Faut-il attribuer l'augmentation du nombre de cancers à notre alimentation ?
Le nombre de cancers augmente dans notre pays, faut-il attribuer cette augmentation à notre alimentation, entre autres ?
Les réponses avec le Pr Jean-François Narbonne, toxicologue et chercheur au CNRS et avec le Dr Lylian Le Goff, spécialiste en santé environnementale :
"Il y a eu un pic de pollution monstrueux dans les années 70. Pendant les Trente Glorieuses, on a pollué en sacrifiant l'environnement et notre qualité pour le plein emploi et le développement économique. Et on a donc eu un impact pendant 20 ans. De 1980 à 2000 on a eu une explosion des cancers mais aussi d'autres maladies en particulier l'obésité, le diabète... Aujourd'hui, pour les cancers, statistiquement on a eu un plateau à partir de 2000. Le gros problème c'est que l'on ne peut pas attribuer les maladies d'aujourd'hui aux polluants d'aujourd'hui car on a un décalage dans le temps. On a aujourd'hui diminué drastiquement la pollution parce que l'on a des normes, des agences de contrôle… On a une alimentation aujourd'hui qui est donc beaucoup moins polluée qu'elle ne l'était dans le passé, ce qui ne veut pas non plus dire qu'elle est absente de pollution.
"Il y a encore beaucoup de travail à réaliser. Ceci dit certains cancers continuent à augmenter et d'autre part, si on met souvent l'alimentation en cause, il existe aussi d'autres facteurs. On peut citer l'air intérieur, l'air des villes... Parce que l'alimentation a le plus été étudiée du fait qu'elle était contrôlée par la répression des fraudes, les services vétérinaires... et donc elle a été mieux connue. C'est la raison pour laquelle on met souvent l'accent sur l'alimentation alors qu'il existe d'autres facteurs de pollution.
"Si l'alimentation n'est pas notre seul vecteur de toxiques, il s'agit de notre seul vecteur protecteur d'où le fait de lutter de manière très forte pour la qualité de l'alimentation qui a été fortement dégradée par l'agriculture productiviste."
"Parmi les cancers qui ont le plus explosés, il y a les cancers dits hormono-dépendants donc favorisés par des polluants qui ont une activité hormonale de type œstrogènes parmi lesquels de nombreux pesticides.
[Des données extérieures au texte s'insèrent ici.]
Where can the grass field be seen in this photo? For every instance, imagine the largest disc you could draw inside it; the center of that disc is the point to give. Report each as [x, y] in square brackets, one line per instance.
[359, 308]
Mais il y a aussi des polluants que l'on trouve dans les emballages alimentaires plastiques et notamment à l'intérieur des boîtes de conserve avec les phtalates et le bisphénol A qui sont reprotoxiques. Ils perturbent les métabolismes endocriniens, essentiellement la fertilité. Mais cela interfère aussi sur certains cancers (cancer de la prostate, cancer du sein, cancer de l'utérus…) qui sont parmi les plus en expansion. Et parmi les facteurs de risque il y a aussi la manière de cuisiner, car il y a des modes de cuisson très agressifs qui peuvent être cancerigènes."